There is not enough time to examine all the offerings, but for the purposes of this chapter, we will focus on the first sacrifice - the “Olah”, or elevation offering.

The Torah has this to say:

(G-d) called to Moshe, and Hashem spoke to him from the tent of testimony saying: Speak to Bnei Yisrael, and tell them: A man who brings from you a “Korban” to Hashem, from the cattle, the sheep you should bring your sacrifice. If his sacrifice is an elevation offering from the cattle, he should bring a perfect male from the cattle, to the entrance of the tent of testimony he should bring it, according to his will in front of G-d. (Vayikra1, 1-3)

There is a very clear emphasis in these verses about the individual who brings a sacrifice. The sacrifice is “from you”, “he should bring it”, “his sacrifice”, and “he should bring”, and “according to his will”. The Abarbanel (and Talmud besides!) explains that the emphasis is intentional. The reason that the sacrifice is brought is not as a response to something but rather as a personal desire - either in the form of a donation or an oath. This begs the question: why would a person bring a sacrifice for no specific reason? Furthermore, the verse tells us that the sacrifice should be acceptable to him to atone in front of G-d. If the person is not bringing a sacrifice because he or she did something wrong, how has he or she sinned?

It is in within the act of the sacrifice’s service that the answer to these questions is found. The animal is cut into its various bits and then put onto the altar, where it is completely consumed. There are no parts of the sacrifice which are left over for the priests or for the owner[1]. The sacrifice is a personification of the one who brings it, and his or her desire to be completely one with G-d, so close as to be indistinguishable from His presence. The fire is an expression of G-d, because G-d is described in Deuteronomy as a “consuming fire”. Just as the animal becomes consumed by fire, the person bringing it is consumed within the fire, to the extent that nothing is left of the sacrifice at the end.[2] The ultimate consumption of the fire, body, blood and bones to ash is symbolic of absolute immersion within the divine, making it all one, unifying gas, solid and liquid within the purifying fire of G-d.

It is interesting to compare this a person’s purification within the Mikveh. When a person immerses themselves in the Mikveh, the entire body needs to be immersed within it. Any separation between the body and the water invalidates the process. This is a physical immersion within holiness. The sacrifice is not a physical immersion, but rather a spiritual one, a psychological journey of the soul towards its maker, an attempt to be one with the Unity that is G-d.

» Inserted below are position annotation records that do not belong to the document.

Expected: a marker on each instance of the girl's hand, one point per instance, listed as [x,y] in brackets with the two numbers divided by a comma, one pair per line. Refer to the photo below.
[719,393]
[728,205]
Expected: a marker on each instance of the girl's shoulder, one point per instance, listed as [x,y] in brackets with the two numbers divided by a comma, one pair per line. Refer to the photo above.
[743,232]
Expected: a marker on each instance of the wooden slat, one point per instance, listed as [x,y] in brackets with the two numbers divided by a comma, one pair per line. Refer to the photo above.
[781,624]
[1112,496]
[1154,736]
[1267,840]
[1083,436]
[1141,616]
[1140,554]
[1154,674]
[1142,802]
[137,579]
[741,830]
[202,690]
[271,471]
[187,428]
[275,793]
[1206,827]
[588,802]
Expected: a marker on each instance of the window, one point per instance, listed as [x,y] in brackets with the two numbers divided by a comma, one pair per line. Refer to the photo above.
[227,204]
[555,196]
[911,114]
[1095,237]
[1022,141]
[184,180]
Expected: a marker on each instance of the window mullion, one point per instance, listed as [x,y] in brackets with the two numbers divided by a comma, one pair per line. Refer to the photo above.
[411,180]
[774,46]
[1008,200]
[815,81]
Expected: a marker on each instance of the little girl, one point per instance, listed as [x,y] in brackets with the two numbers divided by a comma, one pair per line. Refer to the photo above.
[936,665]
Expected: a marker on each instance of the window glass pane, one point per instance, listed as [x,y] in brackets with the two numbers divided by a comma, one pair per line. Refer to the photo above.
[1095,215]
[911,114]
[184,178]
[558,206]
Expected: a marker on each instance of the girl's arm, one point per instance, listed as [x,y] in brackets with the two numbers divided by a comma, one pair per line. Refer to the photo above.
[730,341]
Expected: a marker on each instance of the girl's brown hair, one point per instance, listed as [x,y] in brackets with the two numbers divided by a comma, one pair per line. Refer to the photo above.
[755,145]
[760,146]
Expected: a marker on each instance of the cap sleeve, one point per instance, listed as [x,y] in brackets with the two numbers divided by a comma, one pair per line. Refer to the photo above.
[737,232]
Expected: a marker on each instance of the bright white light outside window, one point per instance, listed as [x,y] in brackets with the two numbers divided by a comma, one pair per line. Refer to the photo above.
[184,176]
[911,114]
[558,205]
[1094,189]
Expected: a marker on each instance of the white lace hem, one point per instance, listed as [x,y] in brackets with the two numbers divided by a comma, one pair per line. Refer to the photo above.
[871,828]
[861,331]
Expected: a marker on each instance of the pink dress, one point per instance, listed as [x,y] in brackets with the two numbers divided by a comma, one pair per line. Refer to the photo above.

The Abarbanel notes that it is impossible for a person to be absolutely perfect. He also points out that the Talmud understands the sin to be brought for “hirhurei halev” - or improper thoughts. Mankind is not punished for those thoughts, but it does create an element of sin. It is for these thoughts that people would be forgiven, enabling them to have this experience of ultimate connection to holiness which can bear no impurities.

The person which brings the sacrifice is called “ADAM” - a man who brings a sacrifice to G-d. Based on the interpretation of the Abarbanel, this nomenclature is based on the first man’s status before eating from the fruit of knowledge of good and evil. When a person brings an “elevation offering” he or she achieves the level of Adam, the first man who was created a priori with absolute connection to G-d. They are completely subsumed by the fire of G-d.

[1] Which is not the case for the Korban Chatat, or the Korban Shelamim.

[2] As is described at the beginning of the Parasha of Tzav, where the fires are tended from “morning until evening”.